Although it is very possible to make to make a dedicated subcircuit for a specific transformer, the preferred method of making a generic transformer when drafting a simulation schematic is to simply place a separate inductor for each separate transformer winding and then couple them all together magnetically via a single *Mutual Inductance (K) statement* placed as a SPICE Directive on the schematic. Note that inductors called out in a Mutual Inductance statement will be automatically given a phasing dot if one does not already exist.

K1 L1 L2 L3 1 ; adding this SPICE directive will cause phasing dots to automatically appear on L1-L3 schematic symbols.

When creating a new transformer this way, especially for use in a switched mode power circuit, it is generally best to first specify the mutual coupling coefficient to be exactly 1. By starting with 100 percent coupling there will be no leakage inductance in any winding and this will minimize the likelihood of the windings ringing at extremely high frequencies (which can slow the simulation to a crawl at each switching edge). However, be aware that a mutual inductance value of plus (or minus) unity *may* lead to simulation difficulties if *Skip the initial operating point solution (UIC)* is specified for the .tran command (specifying a realistic resistance for each inductor "winding" - ctrl-right-mouse-click - will minimize this tendency).

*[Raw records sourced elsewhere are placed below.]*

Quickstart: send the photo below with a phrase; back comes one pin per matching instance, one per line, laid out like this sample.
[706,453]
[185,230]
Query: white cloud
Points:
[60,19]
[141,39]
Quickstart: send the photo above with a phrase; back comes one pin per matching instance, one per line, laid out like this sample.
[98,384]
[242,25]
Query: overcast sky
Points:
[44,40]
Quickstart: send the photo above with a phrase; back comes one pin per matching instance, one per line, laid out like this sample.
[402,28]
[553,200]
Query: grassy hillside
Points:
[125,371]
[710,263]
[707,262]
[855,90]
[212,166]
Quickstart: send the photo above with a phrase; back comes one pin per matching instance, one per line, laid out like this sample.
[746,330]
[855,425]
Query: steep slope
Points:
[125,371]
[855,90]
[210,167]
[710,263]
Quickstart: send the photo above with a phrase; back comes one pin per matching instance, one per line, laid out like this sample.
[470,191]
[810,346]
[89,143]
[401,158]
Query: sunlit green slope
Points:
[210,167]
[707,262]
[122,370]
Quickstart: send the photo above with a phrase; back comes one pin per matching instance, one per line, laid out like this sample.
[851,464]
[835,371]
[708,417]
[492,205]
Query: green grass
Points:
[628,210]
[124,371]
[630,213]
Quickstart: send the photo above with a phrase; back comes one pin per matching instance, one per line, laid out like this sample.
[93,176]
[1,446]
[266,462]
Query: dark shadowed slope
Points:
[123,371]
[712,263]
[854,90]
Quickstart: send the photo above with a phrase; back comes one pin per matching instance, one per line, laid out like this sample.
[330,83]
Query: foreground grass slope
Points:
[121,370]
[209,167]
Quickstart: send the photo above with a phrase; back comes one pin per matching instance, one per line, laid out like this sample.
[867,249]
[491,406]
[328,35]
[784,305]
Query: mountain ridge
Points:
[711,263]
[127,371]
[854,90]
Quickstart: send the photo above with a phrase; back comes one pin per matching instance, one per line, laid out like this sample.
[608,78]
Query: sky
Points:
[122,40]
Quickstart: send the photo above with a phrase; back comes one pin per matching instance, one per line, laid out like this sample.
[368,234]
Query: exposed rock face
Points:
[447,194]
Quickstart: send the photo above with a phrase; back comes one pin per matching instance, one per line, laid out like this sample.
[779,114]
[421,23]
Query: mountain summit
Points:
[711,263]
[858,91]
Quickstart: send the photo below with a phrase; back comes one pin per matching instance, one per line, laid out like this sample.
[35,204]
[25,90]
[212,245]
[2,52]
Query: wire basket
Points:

Note that when coupled inductors are used as transformer windings, individual winding inductances rather than turns ratios must be specified (inductance ratios should be proportional to the * square* of the turns ratios).

**If I want to model leakage inductance, how should I do that?**

The most flexible method is to keep the windings' mutual inductance statement at unity and add a small discrete leakage inductance in series with each winding. This is the most straightforward way to model transformers with asymmetrical leakage inductances, however, if your transformer is electrically symmetrical, it may be more convenient to simply set the mutual inductance to a value less than one. For each winding the resulting leakage inductance will be (1-K) times that winding's inductance. Note that each winding's coupled inductance will decrease to K times that winding's inductance, but for typical values of K (>>0.9) this effect will be very small.